2021 Toyota Tundra
With Toyota's focus seemingly on the rumoured start of the next-generation Tundra, the 2021 Tundra is essentially identical to the previous years' model. A Nightshade Edition appearance package and Trail Special Edition are the only two new elements in the 2021 Tundra lineup. The former adds black wheels, black interior and black body accents to the truck and the latter Trail Special Edition includes blacked out badging, all-weather floor mats and a lockable storage box integrated into the bed. The 5.7L i-Force V8 is the only engine available and it is paired with a conventional 6-speed automatic transmission. Rear-wheel drive is standard with 4WD offered as an upgrade. TRD Pro is perhaps the most exciting model in the Tundra lineup, as it features a factory 1" lift, factory tuned off-road suspension, all-terrain tires additional undercarriage skid plates.
In its current iteration, the 5.7L i-Force V8 that comes with all 2021 Tundra pickups features aluminum block and cylinder head construction.

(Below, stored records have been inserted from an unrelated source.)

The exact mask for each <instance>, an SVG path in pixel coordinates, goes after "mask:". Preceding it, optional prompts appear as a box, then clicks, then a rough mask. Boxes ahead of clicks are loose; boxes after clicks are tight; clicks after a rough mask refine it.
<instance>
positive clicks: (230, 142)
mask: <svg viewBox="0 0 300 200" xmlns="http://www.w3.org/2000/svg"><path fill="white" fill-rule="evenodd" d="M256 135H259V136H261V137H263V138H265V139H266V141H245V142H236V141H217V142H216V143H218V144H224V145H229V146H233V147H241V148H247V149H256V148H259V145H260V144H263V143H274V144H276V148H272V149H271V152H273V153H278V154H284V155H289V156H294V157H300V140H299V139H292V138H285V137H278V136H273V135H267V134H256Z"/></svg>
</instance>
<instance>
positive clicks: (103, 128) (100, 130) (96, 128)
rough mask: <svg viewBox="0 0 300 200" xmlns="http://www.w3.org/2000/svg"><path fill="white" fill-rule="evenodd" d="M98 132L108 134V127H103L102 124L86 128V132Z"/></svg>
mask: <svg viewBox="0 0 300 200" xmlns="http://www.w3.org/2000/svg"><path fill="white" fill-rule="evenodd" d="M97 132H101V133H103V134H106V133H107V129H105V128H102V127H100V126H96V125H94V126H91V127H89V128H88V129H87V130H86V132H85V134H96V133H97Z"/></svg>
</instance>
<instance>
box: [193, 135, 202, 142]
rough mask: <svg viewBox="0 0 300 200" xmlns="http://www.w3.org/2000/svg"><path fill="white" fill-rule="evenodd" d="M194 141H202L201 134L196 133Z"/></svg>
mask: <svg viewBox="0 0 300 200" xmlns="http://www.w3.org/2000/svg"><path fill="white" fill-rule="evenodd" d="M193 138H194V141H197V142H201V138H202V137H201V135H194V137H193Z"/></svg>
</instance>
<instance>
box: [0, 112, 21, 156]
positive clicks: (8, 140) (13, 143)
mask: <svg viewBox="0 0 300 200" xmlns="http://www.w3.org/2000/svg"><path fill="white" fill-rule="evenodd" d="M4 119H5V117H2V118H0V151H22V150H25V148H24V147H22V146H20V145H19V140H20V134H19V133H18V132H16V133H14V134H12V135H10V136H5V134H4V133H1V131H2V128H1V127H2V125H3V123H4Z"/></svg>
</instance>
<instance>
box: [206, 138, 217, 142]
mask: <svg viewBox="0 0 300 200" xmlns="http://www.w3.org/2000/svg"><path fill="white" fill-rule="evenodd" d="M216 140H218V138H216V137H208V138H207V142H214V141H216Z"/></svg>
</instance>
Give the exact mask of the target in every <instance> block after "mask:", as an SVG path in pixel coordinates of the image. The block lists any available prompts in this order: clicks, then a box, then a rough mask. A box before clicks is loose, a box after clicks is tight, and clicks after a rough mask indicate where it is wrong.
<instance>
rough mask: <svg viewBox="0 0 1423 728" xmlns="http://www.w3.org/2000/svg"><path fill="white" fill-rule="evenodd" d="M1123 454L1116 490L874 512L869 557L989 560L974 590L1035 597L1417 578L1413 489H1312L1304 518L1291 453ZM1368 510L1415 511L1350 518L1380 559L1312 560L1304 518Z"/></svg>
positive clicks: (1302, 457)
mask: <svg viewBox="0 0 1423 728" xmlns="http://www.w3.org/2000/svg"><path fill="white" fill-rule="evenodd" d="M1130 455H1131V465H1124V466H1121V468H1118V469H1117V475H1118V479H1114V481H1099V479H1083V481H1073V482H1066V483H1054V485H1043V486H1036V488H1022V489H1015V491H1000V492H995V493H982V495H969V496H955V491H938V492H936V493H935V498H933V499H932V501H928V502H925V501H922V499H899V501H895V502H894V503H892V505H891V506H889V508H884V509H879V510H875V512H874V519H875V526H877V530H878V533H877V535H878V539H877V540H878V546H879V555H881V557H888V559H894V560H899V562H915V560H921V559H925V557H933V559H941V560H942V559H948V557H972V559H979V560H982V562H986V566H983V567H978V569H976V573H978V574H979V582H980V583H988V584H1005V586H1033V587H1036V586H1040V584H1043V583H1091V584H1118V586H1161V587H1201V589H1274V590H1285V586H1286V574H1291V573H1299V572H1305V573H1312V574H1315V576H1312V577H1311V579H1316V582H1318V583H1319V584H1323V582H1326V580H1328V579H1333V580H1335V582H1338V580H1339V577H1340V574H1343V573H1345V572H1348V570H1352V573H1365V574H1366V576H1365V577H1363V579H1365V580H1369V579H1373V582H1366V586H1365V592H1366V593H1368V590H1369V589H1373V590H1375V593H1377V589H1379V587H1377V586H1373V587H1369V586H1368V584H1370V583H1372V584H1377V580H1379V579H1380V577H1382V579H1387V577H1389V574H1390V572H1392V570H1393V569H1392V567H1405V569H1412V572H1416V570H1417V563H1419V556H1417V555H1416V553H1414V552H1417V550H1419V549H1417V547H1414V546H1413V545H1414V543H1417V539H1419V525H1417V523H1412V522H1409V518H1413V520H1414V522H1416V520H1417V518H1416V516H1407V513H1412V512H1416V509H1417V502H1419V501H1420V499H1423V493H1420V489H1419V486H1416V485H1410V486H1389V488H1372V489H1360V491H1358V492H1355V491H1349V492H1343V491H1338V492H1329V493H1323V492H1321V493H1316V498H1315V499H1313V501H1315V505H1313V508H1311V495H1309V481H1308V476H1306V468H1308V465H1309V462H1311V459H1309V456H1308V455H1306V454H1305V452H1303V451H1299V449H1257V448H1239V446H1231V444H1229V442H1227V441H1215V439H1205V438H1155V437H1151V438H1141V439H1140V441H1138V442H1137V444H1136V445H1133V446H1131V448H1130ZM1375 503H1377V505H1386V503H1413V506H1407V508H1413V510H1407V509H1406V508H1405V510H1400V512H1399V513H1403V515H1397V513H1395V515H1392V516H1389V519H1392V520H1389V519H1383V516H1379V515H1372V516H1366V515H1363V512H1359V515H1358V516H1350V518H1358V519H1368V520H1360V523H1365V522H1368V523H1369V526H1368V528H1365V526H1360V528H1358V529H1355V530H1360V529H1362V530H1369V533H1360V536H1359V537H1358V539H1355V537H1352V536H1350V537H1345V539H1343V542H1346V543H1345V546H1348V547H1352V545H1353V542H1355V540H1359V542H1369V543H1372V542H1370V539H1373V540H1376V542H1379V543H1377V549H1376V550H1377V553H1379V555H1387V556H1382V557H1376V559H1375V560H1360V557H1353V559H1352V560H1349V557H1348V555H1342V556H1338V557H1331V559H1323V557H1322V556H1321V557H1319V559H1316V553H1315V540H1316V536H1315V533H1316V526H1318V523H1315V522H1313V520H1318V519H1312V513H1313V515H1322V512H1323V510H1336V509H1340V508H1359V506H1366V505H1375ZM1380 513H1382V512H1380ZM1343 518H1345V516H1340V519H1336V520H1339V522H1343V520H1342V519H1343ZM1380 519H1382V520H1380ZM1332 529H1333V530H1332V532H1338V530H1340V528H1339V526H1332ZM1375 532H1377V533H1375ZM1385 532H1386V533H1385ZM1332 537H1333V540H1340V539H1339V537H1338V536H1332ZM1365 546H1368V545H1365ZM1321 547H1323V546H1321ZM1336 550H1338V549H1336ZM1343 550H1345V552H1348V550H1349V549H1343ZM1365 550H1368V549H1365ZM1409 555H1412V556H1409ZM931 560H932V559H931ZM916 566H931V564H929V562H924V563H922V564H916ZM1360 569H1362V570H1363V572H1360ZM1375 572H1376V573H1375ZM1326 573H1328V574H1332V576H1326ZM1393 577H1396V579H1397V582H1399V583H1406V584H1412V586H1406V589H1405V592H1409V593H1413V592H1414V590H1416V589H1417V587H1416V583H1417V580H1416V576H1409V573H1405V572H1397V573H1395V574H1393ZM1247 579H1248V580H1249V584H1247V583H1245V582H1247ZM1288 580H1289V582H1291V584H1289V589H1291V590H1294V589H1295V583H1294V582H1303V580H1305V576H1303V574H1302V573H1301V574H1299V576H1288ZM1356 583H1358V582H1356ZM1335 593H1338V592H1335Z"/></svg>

Four valves per cylinder and VVT-i (variable valve technology with intelligence) coupled with direct fuel injection have this engine producing 381 horsepower and 401 lb-ft of torque. Upping these power levels isn't difficult and a good place to start is with a cold air intake. Working on the principle of depth load filtering, a cold air intake has the following advantages over the stock box and paper element:
- Greater filter surface area
- Multiple filter levels
- Improved breath-ability
- Reduction in heat and turbulent air flow through the tubing
- Washable and re-usable
The result is a slight increase in horsepower and torque (in the neighborhood of 10-15,respectively) and improved throttle response. Owners can also expect to hear a bit more noise from the engine bay, as aftermarket cold air intakes rarely incorporate a silencer (which would hamper performance).
Unleash Digital Power
Another fast and easy way to increase horsepower and torque and improve throttle response on a 2021 Tundra pickup truck is with an aftermarket engine tune. Re-programming the factory power control module (PCM) with more aggressive parameters can free up another 15-20 horsepower. Overwriting the factory engine parameters is accomplished through a handheld tuning device, which, with the tune stored in its memory, communicates with the PCM through the OBDII diagnostic port (located under the driver side steering wheel). Tundra programmers can also read stored diagnostic codes and access and change other vehicle functions such as shift schedule, speedometer calibration and live sensor data.
Proper V8 Sound
Another must-have on the list of modifications is a new exhaust system. The factory exhaust on 2021 Tundra trucks has the mid-section merging into a single, massive baffled muffler that then has one tail pipe outlet. For those that want true V8 sound, replacing this muted system is the only way to do it. Connecting to the factory catalytic converters, owners can easily convert to a dual outlet setup, not only benefiting from the more aggressive sound, but the more appealing look as well. Side exit at the back of the rear wheels, side exit under the cab (true hot rod experience), rear exit straight out the bumper - all of these are available in a dual configuration. The aftermarket systems engineered for the 2021 Tundra are mainly composed of T409 stainless steel, saving the more expensive and showy T304 stuff for the exhaust tips. Systems using straight-through mufflers will be the loudest and least restrictive, but even systems that are using baffled or perforated core mufflers, while a bit quieter than a straight muffler, still offer better flow performance than the factory muffler. All in all, a new high flow exhaust system will allow you to properly enjoy the V8 under the hood and give a slight increase in horsepower and torque.